Le remix est une forme d’expression intrinsèquement combinatoire. C’est la reprise et ré-exploitation d’une oeuvre originale qui appartient quelquefois au passé, sa réactivation et sa reconfiguration  dans le présent : Picasso et Velasquez, La Joconde et la femme à la perle, l’Olympia de Manet revisitée par Larry Rivers, Thierry Tian Sio Po et Oneika Russell, et même le bonhomme Michelin de Bruno Peinado.

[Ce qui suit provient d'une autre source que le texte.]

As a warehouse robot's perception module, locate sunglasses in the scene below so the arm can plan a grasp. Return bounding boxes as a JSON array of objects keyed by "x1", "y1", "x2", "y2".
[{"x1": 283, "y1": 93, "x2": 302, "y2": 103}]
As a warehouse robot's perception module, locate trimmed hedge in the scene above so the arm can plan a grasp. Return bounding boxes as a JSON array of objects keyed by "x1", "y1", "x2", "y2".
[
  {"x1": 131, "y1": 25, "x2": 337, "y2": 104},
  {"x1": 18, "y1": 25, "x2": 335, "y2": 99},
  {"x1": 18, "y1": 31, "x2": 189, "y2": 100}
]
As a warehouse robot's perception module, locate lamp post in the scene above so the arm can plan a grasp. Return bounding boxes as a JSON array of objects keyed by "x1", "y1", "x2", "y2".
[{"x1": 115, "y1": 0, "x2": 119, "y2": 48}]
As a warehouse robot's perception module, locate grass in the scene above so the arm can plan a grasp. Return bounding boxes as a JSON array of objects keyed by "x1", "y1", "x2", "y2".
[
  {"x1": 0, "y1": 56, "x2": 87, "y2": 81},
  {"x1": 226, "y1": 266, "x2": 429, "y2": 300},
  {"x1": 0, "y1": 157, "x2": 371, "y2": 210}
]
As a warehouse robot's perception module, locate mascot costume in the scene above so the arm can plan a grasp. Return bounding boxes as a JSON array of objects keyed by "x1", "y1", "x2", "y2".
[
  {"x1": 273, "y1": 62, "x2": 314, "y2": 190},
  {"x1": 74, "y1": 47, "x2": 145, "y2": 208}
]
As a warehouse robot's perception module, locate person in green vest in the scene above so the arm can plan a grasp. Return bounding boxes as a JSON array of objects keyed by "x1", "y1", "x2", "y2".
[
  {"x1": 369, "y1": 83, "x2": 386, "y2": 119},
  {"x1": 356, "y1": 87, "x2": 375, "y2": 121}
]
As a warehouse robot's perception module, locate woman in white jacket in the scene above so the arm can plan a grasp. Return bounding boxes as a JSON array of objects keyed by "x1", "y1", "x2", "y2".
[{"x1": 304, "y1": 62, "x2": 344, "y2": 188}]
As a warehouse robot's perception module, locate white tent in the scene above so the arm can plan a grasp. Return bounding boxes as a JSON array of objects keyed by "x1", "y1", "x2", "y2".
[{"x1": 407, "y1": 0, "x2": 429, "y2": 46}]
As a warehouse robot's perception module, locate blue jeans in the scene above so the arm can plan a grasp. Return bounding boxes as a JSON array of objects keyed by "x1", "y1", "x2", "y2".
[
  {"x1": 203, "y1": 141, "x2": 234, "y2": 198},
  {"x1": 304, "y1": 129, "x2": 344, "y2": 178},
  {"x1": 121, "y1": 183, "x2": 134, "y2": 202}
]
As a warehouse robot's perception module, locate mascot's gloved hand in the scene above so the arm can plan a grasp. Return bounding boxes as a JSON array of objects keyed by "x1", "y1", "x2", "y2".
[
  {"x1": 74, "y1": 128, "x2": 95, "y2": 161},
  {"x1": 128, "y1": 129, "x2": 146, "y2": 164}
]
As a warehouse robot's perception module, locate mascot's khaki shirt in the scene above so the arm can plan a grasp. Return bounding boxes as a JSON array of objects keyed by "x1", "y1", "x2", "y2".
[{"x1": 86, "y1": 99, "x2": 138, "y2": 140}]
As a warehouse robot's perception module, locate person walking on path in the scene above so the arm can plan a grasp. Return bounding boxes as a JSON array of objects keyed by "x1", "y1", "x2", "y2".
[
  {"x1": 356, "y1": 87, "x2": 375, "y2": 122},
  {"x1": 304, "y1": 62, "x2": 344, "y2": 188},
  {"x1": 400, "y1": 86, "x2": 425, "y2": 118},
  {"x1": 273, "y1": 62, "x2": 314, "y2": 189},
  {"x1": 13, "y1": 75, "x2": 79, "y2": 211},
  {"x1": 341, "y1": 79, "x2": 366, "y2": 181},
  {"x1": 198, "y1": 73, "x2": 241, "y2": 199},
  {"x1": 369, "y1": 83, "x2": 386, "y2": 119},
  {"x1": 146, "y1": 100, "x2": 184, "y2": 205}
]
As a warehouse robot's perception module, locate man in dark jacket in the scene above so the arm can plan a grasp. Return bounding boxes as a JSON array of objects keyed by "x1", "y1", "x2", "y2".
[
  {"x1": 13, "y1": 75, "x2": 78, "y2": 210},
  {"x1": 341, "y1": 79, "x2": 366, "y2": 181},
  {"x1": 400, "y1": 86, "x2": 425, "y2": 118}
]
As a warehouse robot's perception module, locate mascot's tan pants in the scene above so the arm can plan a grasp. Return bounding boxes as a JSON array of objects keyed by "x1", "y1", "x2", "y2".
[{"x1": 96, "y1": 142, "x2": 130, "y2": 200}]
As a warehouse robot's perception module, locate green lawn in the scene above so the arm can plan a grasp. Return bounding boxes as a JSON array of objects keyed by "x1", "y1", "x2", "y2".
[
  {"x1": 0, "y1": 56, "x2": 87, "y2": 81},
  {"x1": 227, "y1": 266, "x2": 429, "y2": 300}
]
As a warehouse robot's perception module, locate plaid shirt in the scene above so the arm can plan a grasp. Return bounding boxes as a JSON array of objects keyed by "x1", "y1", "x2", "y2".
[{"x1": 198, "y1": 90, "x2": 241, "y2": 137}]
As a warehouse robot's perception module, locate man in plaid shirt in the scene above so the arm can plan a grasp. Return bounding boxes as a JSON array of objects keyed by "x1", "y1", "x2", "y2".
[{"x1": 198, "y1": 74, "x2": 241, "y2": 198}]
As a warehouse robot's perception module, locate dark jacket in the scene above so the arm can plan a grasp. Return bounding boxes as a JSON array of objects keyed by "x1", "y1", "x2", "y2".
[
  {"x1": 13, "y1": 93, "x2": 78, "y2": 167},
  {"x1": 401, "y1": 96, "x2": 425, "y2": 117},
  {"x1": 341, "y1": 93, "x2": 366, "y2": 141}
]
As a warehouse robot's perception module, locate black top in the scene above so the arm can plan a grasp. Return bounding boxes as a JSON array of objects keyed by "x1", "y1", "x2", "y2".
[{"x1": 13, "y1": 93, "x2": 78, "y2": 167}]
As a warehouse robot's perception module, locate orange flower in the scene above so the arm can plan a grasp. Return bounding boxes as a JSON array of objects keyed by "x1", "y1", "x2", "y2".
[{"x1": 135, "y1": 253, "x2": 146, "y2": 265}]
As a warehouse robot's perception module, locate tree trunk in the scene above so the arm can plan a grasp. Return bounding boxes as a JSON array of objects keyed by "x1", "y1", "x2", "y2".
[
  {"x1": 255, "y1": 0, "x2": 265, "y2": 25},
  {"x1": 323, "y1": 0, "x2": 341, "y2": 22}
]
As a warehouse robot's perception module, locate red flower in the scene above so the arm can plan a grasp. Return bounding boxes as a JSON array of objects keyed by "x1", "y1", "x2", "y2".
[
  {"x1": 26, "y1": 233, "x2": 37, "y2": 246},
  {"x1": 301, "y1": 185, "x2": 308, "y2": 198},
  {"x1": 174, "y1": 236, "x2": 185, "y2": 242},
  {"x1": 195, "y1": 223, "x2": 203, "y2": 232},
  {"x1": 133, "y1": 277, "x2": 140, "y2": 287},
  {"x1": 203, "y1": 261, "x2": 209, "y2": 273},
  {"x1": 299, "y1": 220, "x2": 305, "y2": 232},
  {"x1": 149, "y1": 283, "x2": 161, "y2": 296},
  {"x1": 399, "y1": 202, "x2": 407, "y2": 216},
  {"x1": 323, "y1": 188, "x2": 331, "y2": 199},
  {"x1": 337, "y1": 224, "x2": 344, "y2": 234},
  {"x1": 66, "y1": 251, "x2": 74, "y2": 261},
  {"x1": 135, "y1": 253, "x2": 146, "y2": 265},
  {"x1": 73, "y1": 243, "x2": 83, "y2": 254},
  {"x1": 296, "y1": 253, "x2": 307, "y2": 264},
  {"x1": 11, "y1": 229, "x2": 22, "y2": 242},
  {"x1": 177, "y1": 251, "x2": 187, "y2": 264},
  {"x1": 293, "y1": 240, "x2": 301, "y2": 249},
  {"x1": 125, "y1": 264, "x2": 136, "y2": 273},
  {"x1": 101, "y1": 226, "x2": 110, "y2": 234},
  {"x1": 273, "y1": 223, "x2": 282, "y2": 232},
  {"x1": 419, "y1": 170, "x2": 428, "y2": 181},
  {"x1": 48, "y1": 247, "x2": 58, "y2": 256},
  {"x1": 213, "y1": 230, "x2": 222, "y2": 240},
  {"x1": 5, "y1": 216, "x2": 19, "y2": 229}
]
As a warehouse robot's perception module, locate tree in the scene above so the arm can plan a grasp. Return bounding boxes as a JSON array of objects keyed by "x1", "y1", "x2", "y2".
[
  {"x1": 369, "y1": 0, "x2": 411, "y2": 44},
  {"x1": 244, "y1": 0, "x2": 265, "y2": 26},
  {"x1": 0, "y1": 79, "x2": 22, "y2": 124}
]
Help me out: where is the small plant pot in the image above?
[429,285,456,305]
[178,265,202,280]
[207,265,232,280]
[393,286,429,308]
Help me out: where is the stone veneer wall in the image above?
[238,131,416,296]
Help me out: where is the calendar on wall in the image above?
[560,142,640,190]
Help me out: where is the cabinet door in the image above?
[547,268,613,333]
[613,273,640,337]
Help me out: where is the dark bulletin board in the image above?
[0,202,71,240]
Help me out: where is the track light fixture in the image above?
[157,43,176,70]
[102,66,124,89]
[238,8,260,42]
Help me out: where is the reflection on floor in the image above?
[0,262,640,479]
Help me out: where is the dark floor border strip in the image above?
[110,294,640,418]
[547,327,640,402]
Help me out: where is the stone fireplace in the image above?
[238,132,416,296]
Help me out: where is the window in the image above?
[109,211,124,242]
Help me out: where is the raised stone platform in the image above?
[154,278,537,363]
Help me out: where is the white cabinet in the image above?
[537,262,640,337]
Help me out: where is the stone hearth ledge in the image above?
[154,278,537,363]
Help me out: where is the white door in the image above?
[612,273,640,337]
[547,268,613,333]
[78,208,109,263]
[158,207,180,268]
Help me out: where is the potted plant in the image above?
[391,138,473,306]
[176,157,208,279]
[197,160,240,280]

La colonne Pascale est un empilement de marmites en émail ou d’autres fois des vases chinois (hybridation culturelle).  La Colonne Pascale est une ligne dynamique simple et épurée s’élevant dans le ciel, implantée au cœur d’un rond-point extrêmement animé du quartier de  Douala. Elle mesure 12 mètres de haut et est constituée d’une superposition de 76 casseroles et 38 couvercles. L’intention de l’artiste était de rendre hommage aux femmes africaines en valorisant la culture culinaire de la tradition camerounaise. Le contraste entre les prosaïques casseroles et  l’élan élégant de l’œuvre peut la classer dans la catégorie des paradoxes

On pense à la Colonne sans fin de Constantin Brancusi, un artiste roumain (1876-1957), une figure emblématique de la sculpture du XXème siècle et de la modernité. Il travaille sur la relation de l’objet sculptural et de l’espace.

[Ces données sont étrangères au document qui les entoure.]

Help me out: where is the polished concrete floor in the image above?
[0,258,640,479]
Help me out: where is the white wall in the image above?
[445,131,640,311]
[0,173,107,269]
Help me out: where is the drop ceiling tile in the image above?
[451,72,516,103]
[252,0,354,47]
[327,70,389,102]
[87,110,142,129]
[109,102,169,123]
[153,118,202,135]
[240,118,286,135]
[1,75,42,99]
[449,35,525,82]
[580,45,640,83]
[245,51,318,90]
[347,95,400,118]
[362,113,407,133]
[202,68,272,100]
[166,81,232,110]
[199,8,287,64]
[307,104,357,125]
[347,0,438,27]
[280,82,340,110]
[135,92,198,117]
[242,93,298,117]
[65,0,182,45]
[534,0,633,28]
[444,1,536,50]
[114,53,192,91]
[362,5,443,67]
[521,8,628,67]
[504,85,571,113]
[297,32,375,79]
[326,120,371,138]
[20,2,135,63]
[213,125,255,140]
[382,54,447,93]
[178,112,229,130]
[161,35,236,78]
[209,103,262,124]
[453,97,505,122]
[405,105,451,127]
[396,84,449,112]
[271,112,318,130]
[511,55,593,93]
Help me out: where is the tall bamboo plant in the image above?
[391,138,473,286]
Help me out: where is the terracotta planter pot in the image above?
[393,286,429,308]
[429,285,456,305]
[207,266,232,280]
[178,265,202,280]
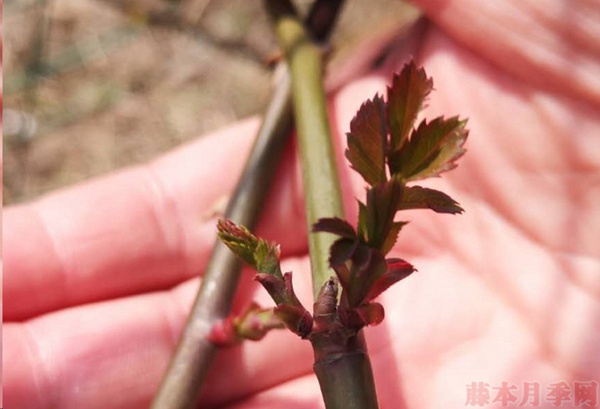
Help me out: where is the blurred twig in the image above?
[152,0,346,409]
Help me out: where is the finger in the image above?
[414,0,600,105]
[3,257,312,409]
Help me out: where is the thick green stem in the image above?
[265,0,378,409]
[313,332,378,409]
[152,63,292,409]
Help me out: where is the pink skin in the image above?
[3,0,600,409]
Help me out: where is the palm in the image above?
[3,2,600,409]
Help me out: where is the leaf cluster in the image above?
[313,61,468,327]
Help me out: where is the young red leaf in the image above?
[312,217,356,240]
[389,117,467,181]
[217,219,282,277]
[340,302,385,330]
[356,200,369,243]
[387,61,433,152]
[345,95,387,185]
[381,222,408,255]
[398,186,463,214]
[217,219,258,268]
[254,273,288,305]
[208,302,284,347]
[344,245,387,307]
[365,258,415,301]
[329,238,358,289]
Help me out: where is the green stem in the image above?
[152,62,292,409]
[266,0,343,298]
[265,0,378,409]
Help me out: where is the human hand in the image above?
[3,0,600,409]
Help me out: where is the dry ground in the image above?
[3,0,418,204]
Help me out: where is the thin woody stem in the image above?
[265,0,378,409]
[151,0,344,409]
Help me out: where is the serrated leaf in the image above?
[339,302,385,330]
[217,219,258,269]
[254,273,288,305]
[365,258,415,301]
[274,304,313,338]
[389,116,467,181]
[345,95,387,185]
[398,186,463,214]
[387,61,433,152]
[312,217,356,240]
[366,179,402,249]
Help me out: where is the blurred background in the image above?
[3,0,416,204]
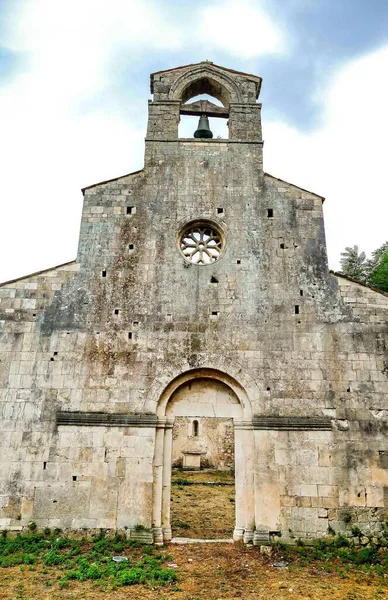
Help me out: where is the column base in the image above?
[152,527,163,546]
[233,527,244,542]
[244,529,253,544]
[253,529,269,546]
[162,527,172,542]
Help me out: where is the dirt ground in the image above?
[0,544,388,600]
[171,469,234,539]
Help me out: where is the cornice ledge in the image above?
[57,411,157,427]
[252,416,332,431]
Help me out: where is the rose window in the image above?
[179,223,223,265]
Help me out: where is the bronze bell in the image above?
[194,115,213,138]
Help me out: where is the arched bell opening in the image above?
[178,76,232,139]
[153,369,254,543]
[178,94,229,140]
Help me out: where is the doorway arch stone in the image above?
[152,368,255,544]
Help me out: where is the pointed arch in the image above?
[169,67,242,108]
[156,368,253,421]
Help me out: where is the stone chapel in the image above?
[0,61,388,543]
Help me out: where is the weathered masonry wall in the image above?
[0,64,388,542]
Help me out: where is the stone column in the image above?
[233,421,245,542]
[242,423,255,544]
[152,419,165,544]
[162,420,173,542]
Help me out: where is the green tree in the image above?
[341,246,368,283]
[367,242,388,292]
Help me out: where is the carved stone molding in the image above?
[57,411,157,427]
[252,417,332,431]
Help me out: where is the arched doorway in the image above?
[153,369,254,543]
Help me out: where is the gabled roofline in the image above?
[150,60,263,84]
[264,173,325,204]
[329,271,388,298]
[0,259,77,286]
[81,167,144,195]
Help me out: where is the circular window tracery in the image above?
[179,223,223,265]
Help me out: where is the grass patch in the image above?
[0,530,177,588]
[275,535,388,574]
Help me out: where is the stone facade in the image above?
[0,62,388,543]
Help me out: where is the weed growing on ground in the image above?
[275,535,388,575]
[0,530,177,588]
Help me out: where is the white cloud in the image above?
[0,0,181,281]
[197,0,285,58]
[263,47,388,268]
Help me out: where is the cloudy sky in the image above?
[0,0,388,281]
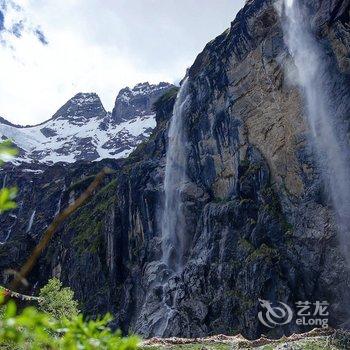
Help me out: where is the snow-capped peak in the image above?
[0,83,172,163]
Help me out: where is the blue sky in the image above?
[0,0,244,124]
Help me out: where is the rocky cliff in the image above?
[0,83,173,164]
[0,0,350,338]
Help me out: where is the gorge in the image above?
[0,0,350,339]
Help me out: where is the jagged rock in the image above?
[0,83,173,164]
[0,0,350,338]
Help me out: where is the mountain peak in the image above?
[52,92,107,124]
[112,82,174,123]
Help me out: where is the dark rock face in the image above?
[0,0,350,338]
[112,83,173,123]
[52,93,107,125]
[0,83,172,164]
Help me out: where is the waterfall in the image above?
[282,0,350,264]
[162,78,189,270]
[26,210,36,233]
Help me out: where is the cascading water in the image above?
[282,0,350,265]
[162,78,189,270]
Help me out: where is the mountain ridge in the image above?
[0,82,173,164]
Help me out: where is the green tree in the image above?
[39,278,79,320]
[0,301,139,350]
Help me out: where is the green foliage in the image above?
[0,301,138,350]
[39,278,79,320]
[0,140,18,165]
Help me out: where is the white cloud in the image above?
[0,0,244,124]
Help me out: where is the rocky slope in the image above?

La première Colonne sans fin en chêne a été réalisée en 1918 (New York, MoMA), exposée avec ce titre, en 1926, au Salon des Tuileries puis à la Brummer Gallery.

En 1926, Brancusi installe pour la première fois en plein air une Colonne sans fin, taillée dans un peuplier du jardin de son ami le photographe Edouard Steichen, à Voulangis.

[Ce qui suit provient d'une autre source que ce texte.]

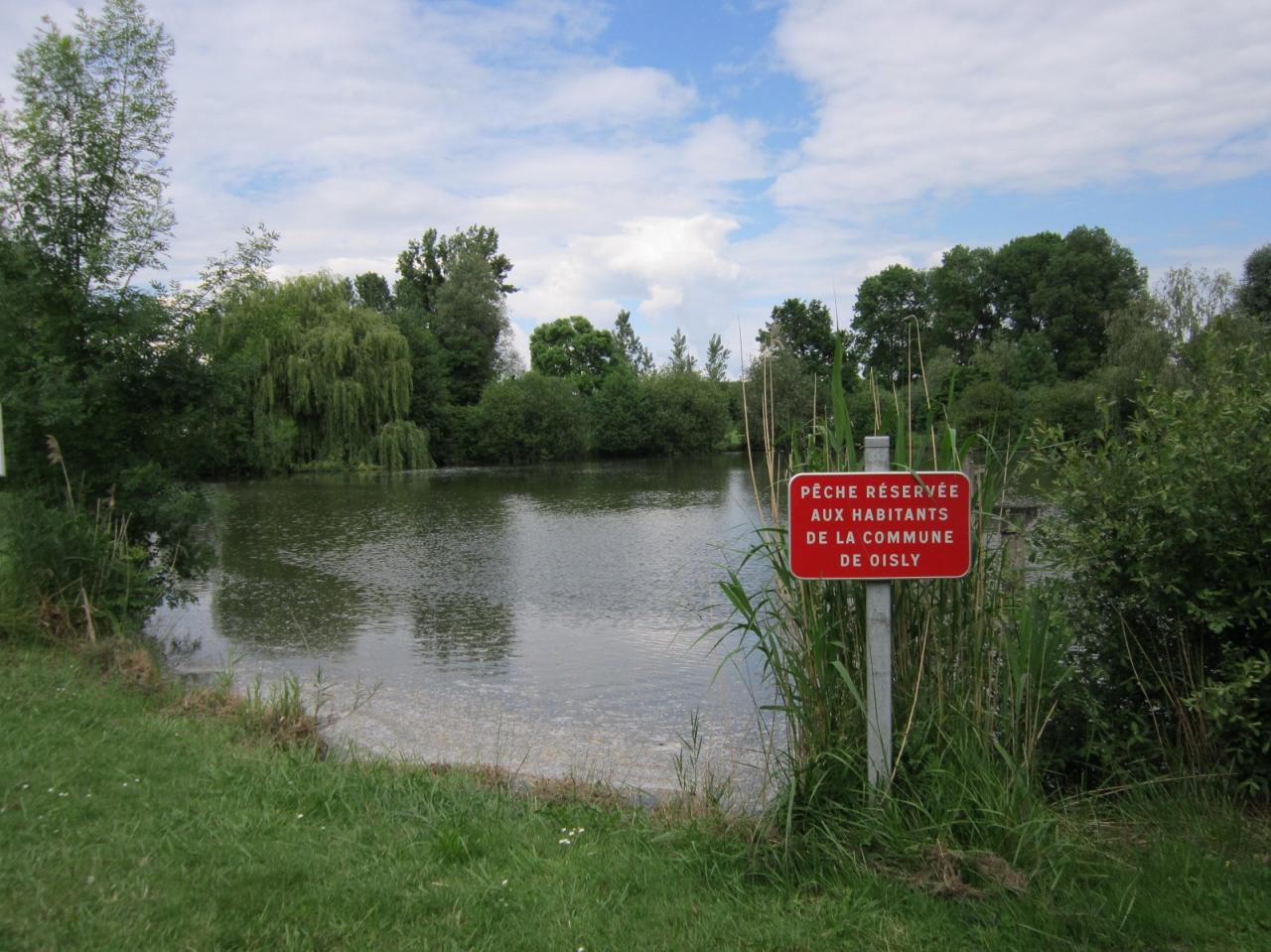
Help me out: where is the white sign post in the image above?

La Colonne sans fin monumentale, commandé en 1935 par la Roumanie,  pour honorer les jeunes Roumains morts lors de la Première Guerre mondiale  a été érigée en 1937 et inaugurée en 1938, au mémorial de Tîrgu-Jiu. Elle  s’élève à près de 30 mètres de haut mais  semble s’étirer à l’infini, chargée d’une transcendance qui relie le sol et le ciel, le terrestre et le spirituel. La répétition du motif – une double pyramide tronquée ou un rhomboïde, selon l’unité retenue par l’œil – engendre une sensation constante de rythme changeant.

Mais de très nombreuses autres œuvres de Pascale Marthine Tayou semblent un écho à des œuvres célèbres comme le prouvent quelques images du diaporama

Ses Graffitis – néons évoquent les installations alumineuses de Bruce Nauman. Provocateur, Bruce Nauman a constamment cherché à repousser les frontières de l’art et à susciter chez le spectateur une réflexion sur les contradictions inhérentes à la condition humaine et au monde actuel. Plasticien, performeur et vidéaste, Bruce Nauman utilise des médias divers, de la sculpture en bronze aux  pièces lumineuses en néon, de  l’holographie à la mise en scène de son propre corps, transformé, par exemple, en instrument de musique. Il crée des œuvres comme des situations, afin d’explorer l’absurdité des choses, les difficultés de communication, les tensions, les situations complexes dans les relations humaines. Ses néons proposent soit des jeux de mots soit des figures animées transgressives à connotation sexuelle. Ces œuvres de lumière traitent avec ironie et humour des contradictions inhérentes à la condition humaine et de ses oppositions : le sexe et la violence, l’humour et l’horreur, la vie et la mort, le plaisir et la douleur.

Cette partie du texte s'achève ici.